First 'Official' Paddles on the L.A. River Kick Off Saturday

Some hope they will pave the way for a similar program through Frogtown and the Elysian Valley next summer.

You shimmy down a concrete bank. Maybe you’re dragging your kayak or canoe along too.

Slats of sunlight come down through the bridge above that is Balboa Boulevard. It is quiet and lush.

You at the “put in”  where the LA Conservation Corps will launch a pilot program of supervised canoeing and kayaking on the Los Angeles River on Saturday.

It will be the first legally "permitted" program in the history of the river.

A Limited Opportunity

Ten paddlers at a time will explore a stretch of river that runs south from Balboa Boulevard to Woodley Avenue.

The spot is part of the San Fernando Valley’s Sepulveda Dam Recreation Area.

Plant life is still green, and the water flows somewhat freely—making it a good place for the tours in the dry season.

Interpretive guides from the Los Angeles Conservation Corp. will share the history, hydrology and botany of the place.

Most will have been trained by George Wolfe of L.A. River Expeditions, who led 2008’s historic 51-mile paddle down the length of the river.

That trip led to the River’s been recertified as “navigable” by the federal government in the summer of 2010--opening up many avenues for financial and public support of waterfront access programs.

Two trips on Saturday and another two on Sunday will depart from the waters below 6300 Balboa Boulevard.

The paddles will continue through September 25th.

Cooperation of Many Made Paddles Possible

Lewis McAdams, who founded the Friends of the Los Angeles River (FOLAR) long ago, perhaps said it best when he said, “It takes a village to open up a river.”

The U.S. Army Corps of Engineers—in particular Col. Mark Toy—might agree.  Toy issued the a license for non-motorized boating that made the pilot tour program possible on July 22.

Many other community groups and city politicians and officials also helped things along including Council member Ed Reyes who represents parts of Echo Park.

Reyes, an urbanist who grew up near the river, has been a long-time advocate for making the it a centerpiece of  the Los Angeles life.

Glendale Narrows in Frogtown Could Get Similar Program Next Year

Wolfe and  Reyes hope to see a similar program at the Glendale Narrows section of the river, perhaps by next summer.

The Narrows stretches through Frogtown and the Elysian Valley.

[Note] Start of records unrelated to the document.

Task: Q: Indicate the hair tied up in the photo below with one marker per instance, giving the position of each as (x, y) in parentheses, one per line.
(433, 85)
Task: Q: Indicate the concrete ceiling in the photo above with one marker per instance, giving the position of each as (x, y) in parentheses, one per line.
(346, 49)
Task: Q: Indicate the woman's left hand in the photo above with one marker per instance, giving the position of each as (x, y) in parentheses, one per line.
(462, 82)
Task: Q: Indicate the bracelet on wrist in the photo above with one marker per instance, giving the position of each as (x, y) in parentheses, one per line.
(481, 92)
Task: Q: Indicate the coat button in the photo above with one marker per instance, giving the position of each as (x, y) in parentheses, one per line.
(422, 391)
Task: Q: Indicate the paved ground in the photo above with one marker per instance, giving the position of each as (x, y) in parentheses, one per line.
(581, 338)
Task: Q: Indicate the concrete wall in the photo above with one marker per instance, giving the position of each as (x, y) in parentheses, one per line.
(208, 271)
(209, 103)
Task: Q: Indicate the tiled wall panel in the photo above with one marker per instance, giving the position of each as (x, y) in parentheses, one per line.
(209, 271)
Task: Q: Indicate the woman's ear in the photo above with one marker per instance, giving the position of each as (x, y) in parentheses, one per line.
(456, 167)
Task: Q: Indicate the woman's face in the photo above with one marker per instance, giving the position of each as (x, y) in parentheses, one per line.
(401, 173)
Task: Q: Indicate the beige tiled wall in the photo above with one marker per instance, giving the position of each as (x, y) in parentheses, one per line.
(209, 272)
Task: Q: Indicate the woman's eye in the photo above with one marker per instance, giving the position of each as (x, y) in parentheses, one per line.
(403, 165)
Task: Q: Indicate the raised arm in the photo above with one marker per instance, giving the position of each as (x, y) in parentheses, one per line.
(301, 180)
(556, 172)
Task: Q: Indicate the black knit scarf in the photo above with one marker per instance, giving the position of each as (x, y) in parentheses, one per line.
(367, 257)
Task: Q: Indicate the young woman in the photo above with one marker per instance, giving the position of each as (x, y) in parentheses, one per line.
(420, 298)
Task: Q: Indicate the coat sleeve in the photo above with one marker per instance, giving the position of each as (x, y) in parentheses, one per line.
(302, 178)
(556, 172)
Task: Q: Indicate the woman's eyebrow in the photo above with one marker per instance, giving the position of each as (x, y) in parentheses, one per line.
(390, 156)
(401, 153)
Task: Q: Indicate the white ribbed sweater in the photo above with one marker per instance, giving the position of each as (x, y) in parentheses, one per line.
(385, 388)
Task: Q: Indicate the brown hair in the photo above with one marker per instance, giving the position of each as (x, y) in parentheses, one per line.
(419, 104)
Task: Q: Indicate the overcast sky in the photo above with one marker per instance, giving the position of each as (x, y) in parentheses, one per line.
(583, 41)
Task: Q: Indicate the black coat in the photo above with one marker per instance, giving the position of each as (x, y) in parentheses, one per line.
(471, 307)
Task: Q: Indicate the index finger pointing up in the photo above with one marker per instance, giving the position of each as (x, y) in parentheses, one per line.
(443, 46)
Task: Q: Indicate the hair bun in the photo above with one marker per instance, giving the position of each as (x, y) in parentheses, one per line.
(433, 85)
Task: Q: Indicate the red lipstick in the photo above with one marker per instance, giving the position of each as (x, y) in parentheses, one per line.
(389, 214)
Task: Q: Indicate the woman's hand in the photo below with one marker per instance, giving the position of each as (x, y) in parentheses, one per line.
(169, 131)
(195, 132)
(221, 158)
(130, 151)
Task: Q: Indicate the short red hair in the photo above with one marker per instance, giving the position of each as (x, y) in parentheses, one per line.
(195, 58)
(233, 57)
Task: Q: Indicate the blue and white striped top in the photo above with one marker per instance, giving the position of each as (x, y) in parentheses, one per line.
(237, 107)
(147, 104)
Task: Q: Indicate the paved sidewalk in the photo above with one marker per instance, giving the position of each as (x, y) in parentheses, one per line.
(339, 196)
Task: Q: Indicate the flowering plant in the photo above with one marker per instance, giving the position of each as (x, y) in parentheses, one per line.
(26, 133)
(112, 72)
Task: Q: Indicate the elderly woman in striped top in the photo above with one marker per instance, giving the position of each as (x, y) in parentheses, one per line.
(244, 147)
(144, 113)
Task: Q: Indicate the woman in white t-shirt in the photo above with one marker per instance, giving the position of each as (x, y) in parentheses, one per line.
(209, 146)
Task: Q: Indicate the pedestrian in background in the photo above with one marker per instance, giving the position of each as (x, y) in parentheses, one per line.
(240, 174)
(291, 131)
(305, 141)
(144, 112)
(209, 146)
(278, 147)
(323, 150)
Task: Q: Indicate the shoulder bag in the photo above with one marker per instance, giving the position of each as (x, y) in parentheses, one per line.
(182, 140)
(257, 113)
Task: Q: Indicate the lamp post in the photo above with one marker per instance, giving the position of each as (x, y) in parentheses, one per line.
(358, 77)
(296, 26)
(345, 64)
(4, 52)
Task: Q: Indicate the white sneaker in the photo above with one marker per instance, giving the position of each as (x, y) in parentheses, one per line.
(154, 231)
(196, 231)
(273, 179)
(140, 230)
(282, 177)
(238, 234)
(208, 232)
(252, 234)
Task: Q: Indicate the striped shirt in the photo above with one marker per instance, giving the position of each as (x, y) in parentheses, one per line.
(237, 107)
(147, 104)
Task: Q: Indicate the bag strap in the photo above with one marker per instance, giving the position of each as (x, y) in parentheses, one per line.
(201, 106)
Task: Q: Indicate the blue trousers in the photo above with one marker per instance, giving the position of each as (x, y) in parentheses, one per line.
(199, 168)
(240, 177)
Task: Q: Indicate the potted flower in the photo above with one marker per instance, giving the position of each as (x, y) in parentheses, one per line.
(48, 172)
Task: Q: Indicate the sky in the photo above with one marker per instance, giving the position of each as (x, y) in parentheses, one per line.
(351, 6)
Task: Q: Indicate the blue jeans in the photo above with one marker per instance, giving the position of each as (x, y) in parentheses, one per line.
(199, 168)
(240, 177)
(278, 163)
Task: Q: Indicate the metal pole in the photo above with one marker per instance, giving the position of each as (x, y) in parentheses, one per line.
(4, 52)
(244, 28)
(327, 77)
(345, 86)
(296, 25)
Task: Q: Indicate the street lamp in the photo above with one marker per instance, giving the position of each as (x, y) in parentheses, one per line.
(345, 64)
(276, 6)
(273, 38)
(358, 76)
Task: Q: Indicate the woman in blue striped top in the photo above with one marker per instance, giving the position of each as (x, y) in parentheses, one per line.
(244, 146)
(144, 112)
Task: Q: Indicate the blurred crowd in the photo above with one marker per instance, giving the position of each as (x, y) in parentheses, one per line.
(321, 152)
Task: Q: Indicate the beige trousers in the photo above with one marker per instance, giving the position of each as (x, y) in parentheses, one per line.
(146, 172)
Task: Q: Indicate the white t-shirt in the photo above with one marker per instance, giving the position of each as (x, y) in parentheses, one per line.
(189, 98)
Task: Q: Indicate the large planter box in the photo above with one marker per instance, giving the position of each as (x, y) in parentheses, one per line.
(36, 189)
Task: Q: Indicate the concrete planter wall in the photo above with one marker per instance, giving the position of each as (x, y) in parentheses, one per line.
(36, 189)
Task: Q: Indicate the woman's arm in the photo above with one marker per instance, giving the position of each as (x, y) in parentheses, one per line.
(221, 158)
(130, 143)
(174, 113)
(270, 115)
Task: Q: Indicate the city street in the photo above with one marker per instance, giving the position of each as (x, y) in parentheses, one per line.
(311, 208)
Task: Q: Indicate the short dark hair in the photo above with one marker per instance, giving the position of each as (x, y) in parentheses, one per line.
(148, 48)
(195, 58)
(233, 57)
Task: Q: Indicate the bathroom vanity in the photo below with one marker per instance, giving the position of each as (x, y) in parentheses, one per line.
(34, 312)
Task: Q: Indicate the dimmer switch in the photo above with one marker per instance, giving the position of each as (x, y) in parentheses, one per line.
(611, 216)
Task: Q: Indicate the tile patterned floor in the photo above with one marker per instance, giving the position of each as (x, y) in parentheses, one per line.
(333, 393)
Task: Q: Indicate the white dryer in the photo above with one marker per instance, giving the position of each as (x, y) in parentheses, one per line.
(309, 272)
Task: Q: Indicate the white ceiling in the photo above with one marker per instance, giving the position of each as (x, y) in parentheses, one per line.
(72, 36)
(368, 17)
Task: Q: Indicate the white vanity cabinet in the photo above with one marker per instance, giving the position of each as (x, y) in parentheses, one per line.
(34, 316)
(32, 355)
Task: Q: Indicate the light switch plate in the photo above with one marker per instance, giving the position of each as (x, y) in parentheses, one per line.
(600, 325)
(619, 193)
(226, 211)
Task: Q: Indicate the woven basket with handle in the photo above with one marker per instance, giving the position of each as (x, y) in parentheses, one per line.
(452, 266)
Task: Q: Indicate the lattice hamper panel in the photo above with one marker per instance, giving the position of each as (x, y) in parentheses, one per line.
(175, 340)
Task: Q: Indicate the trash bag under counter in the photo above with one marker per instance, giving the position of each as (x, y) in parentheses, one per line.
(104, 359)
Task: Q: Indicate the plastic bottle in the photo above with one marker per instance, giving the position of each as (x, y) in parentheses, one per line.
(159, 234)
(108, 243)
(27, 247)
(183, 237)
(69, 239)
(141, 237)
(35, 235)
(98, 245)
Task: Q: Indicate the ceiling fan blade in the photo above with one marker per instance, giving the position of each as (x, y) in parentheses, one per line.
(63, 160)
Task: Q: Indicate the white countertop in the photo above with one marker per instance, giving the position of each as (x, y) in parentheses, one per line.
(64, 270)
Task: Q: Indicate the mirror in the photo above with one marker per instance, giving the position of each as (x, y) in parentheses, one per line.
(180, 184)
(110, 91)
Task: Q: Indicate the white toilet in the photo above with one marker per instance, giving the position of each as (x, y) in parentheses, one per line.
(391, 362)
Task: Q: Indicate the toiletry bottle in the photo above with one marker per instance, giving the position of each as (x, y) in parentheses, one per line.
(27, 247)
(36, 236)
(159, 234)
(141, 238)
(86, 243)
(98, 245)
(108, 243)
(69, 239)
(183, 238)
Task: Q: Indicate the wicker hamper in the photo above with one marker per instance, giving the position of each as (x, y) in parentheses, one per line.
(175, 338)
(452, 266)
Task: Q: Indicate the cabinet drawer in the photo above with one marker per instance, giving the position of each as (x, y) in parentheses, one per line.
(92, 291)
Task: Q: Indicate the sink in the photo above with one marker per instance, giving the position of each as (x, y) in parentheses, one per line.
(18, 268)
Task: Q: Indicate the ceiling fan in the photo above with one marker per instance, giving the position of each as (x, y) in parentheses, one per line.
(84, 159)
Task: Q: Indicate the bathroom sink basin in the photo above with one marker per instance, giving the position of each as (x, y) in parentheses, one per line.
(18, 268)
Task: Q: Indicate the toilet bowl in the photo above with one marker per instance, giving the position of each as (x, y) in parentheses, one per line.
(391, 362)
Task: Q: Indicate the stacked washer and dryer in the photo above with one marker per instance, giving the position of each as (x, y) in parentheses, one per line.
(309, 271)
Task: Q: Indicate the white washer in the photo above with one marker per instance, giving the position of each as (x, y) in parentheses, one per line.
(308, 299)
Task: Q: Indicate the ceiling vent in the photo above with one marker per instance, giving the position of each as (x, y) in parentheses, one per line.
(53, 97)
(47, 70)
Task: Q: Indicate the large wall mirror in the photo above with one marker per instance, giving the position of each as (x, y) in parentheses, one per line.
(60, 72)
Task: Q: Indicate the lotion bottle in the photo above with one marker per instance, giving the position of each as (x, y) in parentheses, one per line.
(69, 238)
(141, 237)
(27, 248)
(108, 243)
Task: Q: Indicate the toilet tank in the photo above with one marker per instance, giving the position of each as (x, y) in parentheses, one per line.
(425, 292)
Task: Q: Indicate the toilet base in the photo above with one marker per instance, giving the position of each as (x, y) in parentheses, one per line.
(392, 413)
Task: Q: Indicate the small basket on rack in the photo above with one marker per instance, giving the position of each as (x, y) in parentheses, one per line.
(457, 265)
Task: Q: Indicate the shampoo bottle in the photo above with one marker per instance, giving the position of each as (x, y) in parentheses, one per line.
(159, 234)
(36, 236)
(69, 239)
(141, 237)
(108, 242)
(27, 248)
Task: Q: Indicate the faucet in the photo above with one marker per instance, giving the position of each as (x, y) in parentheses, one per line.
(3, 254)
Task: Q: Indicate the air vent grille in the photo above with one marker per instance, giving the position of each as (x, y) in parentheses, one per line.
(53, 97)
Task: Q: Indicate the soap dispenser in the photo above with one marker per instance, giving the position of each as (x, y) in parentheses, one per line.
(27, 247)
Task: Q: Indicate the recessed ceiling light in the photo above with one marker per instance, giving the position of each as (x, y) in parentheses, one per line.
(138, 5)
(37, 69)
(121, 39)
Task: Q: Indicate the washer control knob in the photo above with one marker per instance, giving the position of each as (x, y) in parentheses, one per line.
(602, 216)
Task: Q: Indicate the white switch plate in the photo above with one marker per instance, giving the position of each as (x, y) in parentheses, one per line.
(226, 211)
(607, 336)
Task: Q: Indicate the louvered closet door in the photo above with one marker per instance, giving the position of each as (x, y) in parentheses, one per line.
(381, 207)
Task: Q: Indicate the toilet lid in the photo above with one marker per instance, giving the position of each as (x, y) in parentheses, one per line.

Like the Sepulveda Dam stretch, it is particularly "river-like" because it has a natural bottom instead of concrete.

However, not everyone agrees that boat traffic through the area would be a good thing.

Birders, in particular, worry that it could shake up the eco-balance.

Fee for Trip Includes Education and Safety Aspect

Others may gripe about being charged a fee for the right to enjoy a nearly public river.

The $53.75 fee covers the equipment and supervising of two guides--one from the Los Angeles Conservation Corp and a second, swift-water trained ranger from Mountain Recreation and Conservation Authority.

It's safety and education you wouldn't get on your own.